Lancia – each time someone utters its name, remarkable images from the World Rally Championship resurface in the minds of petrolheads when Lancia had no equals.
The manufacturer that once dominated in the motorsports arena now has to come to terms with a particularly modest role in the giant Fiat Chrysler corporation. Although we can only dream about a grandiose rebirth of the Lancia marque, this time we want to remind you of an ambitious project that had avast potential: the Lancia LC2 designed for circuit racing.
The Lure of a New Class
The motorsports arena of the 1980s was incredibly competitive and colorful. Regardless of the discipline, you could be sure that if you sat down for a while, you would get to watch an interesting, riveting competition.
In order to make the World Endurance Championship series more attractive, the International Automobile Federation (FIA) have introduced the Group C regulations in 1982. According to it, carmakers could take part in the championship using cars that met two essential requirements: they had to have a coupé body type and consume no more than 60 litres of fuel per 100 km.
That caught the interest of Lancia, which initially hoped to compete in Group C with rather old but still competitive LC1. However, the first attempts showed that the car that had been built according to the Group 6 regulations was no match for its competitors in terms of speed. In addition, it had a much larger appetite for fuel and was quite a bit over the limit set by the FIA.
Cesare Fiorio – head of the rally team that was demonstrating excellent results – soon appeared in the Lancia workshop. He was a man who knew every rule, as well as how to get around them,. Moreover, he had an enormous network of acquaintances. It was for these and a few other reasons why he was entrusted with the development of a completely new project.
In order to have a competitive car in its hands, Lancia first had to think about which engine to use. Since Lancia did not have an engine suitable for racing at the time, Cesare Fiorio took advantage of the Fiat Group treasure trove. He met with a buddy who was working for Ferrari and asked him for the permission to use the 3-litre, 6-cylinder engine that was being mounted in the GT8 QV 308. Strangely enough, Ferrari’s representatives agreed.
The brand new Lancia – the LC2 – first hit the race track in 1983, barely a year after Group C regulations were introduced. Perhaps it was just a coincidence, but the LC2’s début race took place in Lancia’s home field – at the Monza race course in Italy.
From the very first moments, the LC2 demonstrated a lightning-fast pace and recorded the best lap time. The LC2 was even one second faster than the hard-to-beat Porsche 956. However, the one-second advantage was quickly squandered because the LC2’s tires underwent too much wear and tore during the race. Not wanting to retire from the race, the Lancia team slowed down the pace significantly and finished the 1000 km of Monza 12 laps behind the leader.

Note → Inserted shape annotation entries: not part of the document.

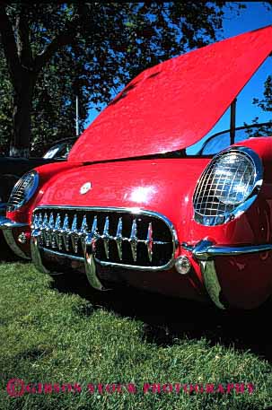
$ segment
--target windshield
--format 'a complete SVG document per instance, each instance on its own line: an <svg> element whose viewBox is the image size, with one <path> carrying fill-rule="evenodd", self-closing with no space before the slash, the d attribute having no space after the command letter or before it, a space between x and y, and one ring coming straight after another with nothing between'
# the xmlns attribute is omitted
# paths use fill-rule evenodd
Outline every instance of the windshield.
<svg viewBox="0 0 272 410"><path fill-rule="evenodd" d="M253 124L235 128L234 143L247 140L255 136L271 136L272 122ZM198 151L198 155L215 155L232 144L231 130L224 130L211 135Z"/></svg>

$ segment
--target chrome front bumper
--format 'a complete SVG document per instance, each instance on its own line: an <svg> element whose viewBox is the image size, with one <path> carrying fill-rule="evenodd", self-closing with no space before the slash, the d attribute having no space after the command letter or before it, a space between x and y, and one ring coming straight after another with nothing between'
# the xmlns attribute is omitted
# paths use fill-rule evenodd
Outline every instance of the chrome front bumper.
<svg viewBox="0 0 272 410"><path fill-rule="evenodd" d="M14 222L5 216L0 216L0 230L3 231L6 243L17 257L22 257L23 259L30 259L30 257L17 245L13 237L13 230L27 226L29 226L28 223Z"/></svg>
<svg viewBox="0 0 272 410"><path fill-rule="evenodd" d="M218 280L215 257L236 257L272 250L272 244L244 246L244 247L222 247L215 245L207 240L200 240L195 247L182 243L182 248L192 253L199 262L204 284L213 302L219 309L225 310L227 307L222 301L222 289Z"/></svg>

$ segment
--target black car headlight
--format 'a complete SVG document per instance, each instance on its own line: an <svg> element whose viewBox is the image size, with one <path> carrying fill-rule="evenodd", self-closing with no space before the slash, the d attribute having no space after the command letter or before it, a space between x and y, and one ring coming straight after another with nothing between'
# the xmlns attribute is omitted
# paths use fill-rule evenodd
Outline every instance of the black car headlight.
<svg viewBox="0 0 272 410"><path fill-rule="evenodd" d="M234 147L220 153L197 181L195 220L213 226L239 216L255 200L262 178L261 161L251 149Z"/></svg>
<svg viewBox="0 0 272 410"><path fill-rule="evenodd" d="M7 203L7 211L13 212L24 205L35 194L39 186L39 174L31 170L24 174L14 185Z"/></svg>

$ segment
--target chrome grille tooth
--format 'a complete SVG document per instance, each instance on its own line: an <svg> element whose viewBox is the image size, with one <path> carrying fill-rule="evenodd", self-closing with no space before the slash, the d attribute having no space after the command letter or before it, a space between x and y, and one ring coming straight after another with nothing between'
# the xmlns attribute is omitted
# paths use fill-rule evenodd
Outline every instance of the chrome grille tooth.
<svg viewBox="0 0 272 410"><path fill-rule="evenodd" d="M110 242L110 235L109 235L109 229L110 229L110 219L109 216L105 219L104 230L103 230L103 244L104 249L107 259L110 259L110 250L109 250L109 242Z"/></svg>
<svg viewBox="0 0 272 410"><path fill-rule="evenodd" d="M146 247L147 247L147 253L148 253L148 259L152 262L153 257L153 229L152 229L152 222L149 222L148 231L147 231L147 238L146 238Z"/></svg>
<svg viewBox="0 0 272 410"><path fill-rule="evenodd" d="M39 217L38 217L38 215L36 214L34 215L34 218L33 218L33 221L32 221L31 228L32 230L36 230L36 229L39 228Z"/></svg>
<svg viewBox="0 0 272 410"><path fill-rule="evenodd" d="M81 224L80 231L79 231L79 237L80 237L83 251L84 251L85 238L86 238L87 232L88 232L87 217L86 217L86 215L84 215L83 219L83 222Z"/></svg>
<svg viewBox="0 0 272 410"><path fill-rule="evenodd" d="M65 248L66 252L69 251L69 237L70 237L70 229L69 229L69 218L67 214L66 214L64 222L63 222L63 228L62 228L62 238L65 244Z"/></svg>
<svg viewBox="0 0 272 410"><path fill-rule="evenodd" d="M118 250L118 257L119 257L120 260L123 260L122 230L123 230L123 220L122 220L122 217L120 216L119 219L118 219L118 227L117 227L116 237L115 237L115 241L116 241L116 244L117 244L117 250Z"/></svg>
<svg viewBox="0 0 272 410"><path fill-rule="evenodd" d="M40 229L42 226L42 214L41 212L39 214L39 218L38 218L38 227L37 229Z"/></svg>
<svg viewBox="0 0 272 410"><path fill-rule="evenodd" d="M57 214L56 217L54 232L57 247L59 250L62 250L61 217L59 214Z"/></svg>
<svg viewBox="0 0 272 410"><path fill-rule="evenodd" d="M97 238L98 238L97 216L96 215L93 218L93 222L92 222L92 252L95 253L95 250L96 250L96 240L97 240Z"/></svg>
<svg viewBox="0 0 272 410"><path fill-rule="evenodd" d="M43 241L46 244L46 246L48 247L50 244L50 241L49 241L49 236L48 236L48 216L47 213L45 213L45 214L43 215L41 231L42 231Z"/></svg>
<svg viewBox="0 0 272 410"><path fill-rule="evenodd" d="M131 233L129 238L131 253L134 262L137 260L137 222L134 219L131 227Z"/></svg>
<svg viewBox="0 0 272 410"><path fill-rule="evenodd" d="M157 216L147 211L131 214L130 210L118 208L39 208L33 213L31 235L37 236L38 246L44 249L44 256L51 252L83 260L88 251L93 255L95 262L102 266L140 270L163 270L173 263L178 240L172 225L163 215ZM146 216L142 219L142 214ZM128 234L125 234L127 219ZM164 229L168 230L164 240L161 235L155 236L158 219L160 223L164 222ZM111 221L116 227L115 233L112 233ZM117 247L113 252L111 240ZM172 248L169 246L171 244Z"/></svg>
<svg viewBox="0 0 272 410"><path fill-rule="evenodd" d="M86 245L91 245L92 251L93 254L95 254L96 240L97 240L98 236L99 235L97 233L97 216L95 215L93 218L93 222L92 222L92 231L90 233L86 234L85 244L84 244L85 249L86 249Z"/></svg>
<svg viewBox="0 0 272 410"><path fill-rule="evenodd" d="M71 229L71 240L72 246L75 253L78 251L78 231L77 231L77 215L75 214L73 222L72 222L72 229Z"/></svg>
<svg viewBox="0 0 272 410"><path fill-rule="evenodd" d="M55 238L54 228L55 228L55 221L54 221L53 213L51 212L50 217L49 217L49 222L48 222L48 239L49 239L50 246L52 248L56 248L56 238Z"/></svg>

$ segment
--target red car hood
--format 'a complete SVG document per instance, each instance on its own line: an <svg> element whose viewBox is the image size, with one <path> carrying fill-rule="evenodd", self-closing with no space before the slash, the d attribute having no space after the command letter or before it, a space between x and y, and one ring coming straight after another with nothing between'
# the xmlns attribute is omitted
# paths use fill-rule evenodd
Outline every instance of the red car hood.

In the middle of the 1983 season, Lancia decided to get rid of the Pirelli tires. Instead, the LC2 was shod with Dunlops which immediately allowed the manufacturer to recover. The Lancia LC2 managed to finish at the 1000 km of Spa, and then later at Brands Hatch and Imola as well. In the latter, Teo Fabi and Hans Heyer earned the LC2 its first victory.
In 1984, Lancia had everything it needed to triumph in the legendary races. They participated in the first race of the season with a revised Lancia LC2. Their engineers had not only increased engine efficiency but they had also adjusted the suspension to take the perfect advantage of the Dunlop tires.
Their hard work paid off over and above – the Lancia triumphed in the first race of the 1984 season and left its competitors in the dust. As the season progressed, Lancia was firmly in contention with Porsche, its most serious rival, and did not let the competitors to get away.
The team experienced its biggest downfall at the 24 Hours of Le Mans. In 1984, Porsche was constantly arguing with the race organizers, pelting them with a wide range of claims. Wanting to express their dissatisfaction, the German team decided to boycott the race, leaving Lancia as the only factory team in the competition.
The Lancia cars fared pretty well at first. The Italians managed to score pole position and establish the record of the fastest lap. But halfway through the race, the reliability of the technical components let them down once again. Bob Wollek managed to set a new lap record, but gearbox problems hampered the team all through the race. The factory team only managed to finish in eighth place, conceding to private teams that were using Porsche 956s.
The third time – the third attempt, which theoretically should have finally brought the constructor’s trophy into Lancia’s yard. Plus, the season was successful and chock-full of victories, which had to convince the Fiat Group executives to continue financing the circuit racing programme.
For the 1985 season, Lancia went to the track with a significantly improved Lancia LC2. The engineers again focused on the car’s suspension set-up and an optimal balance that would make it possible to capitalize on the brand new Michelin tires.
But Lancia was still plagued by reliability issues throughout the year: the engine kept acting up at Le Mans, and the fuel pump took the team out of contention at Hockenheimring. Despite these and other unsuccessful moments, Lancia still managed to take one victory during the 1985 season at Spa.
With just two races left until the end of the season, Lancia decided to raise the white flag. The team managers realized that even under the most ideal conditions, they were no match for their strongest opponent – Porsche, which won the championship once again in 1985.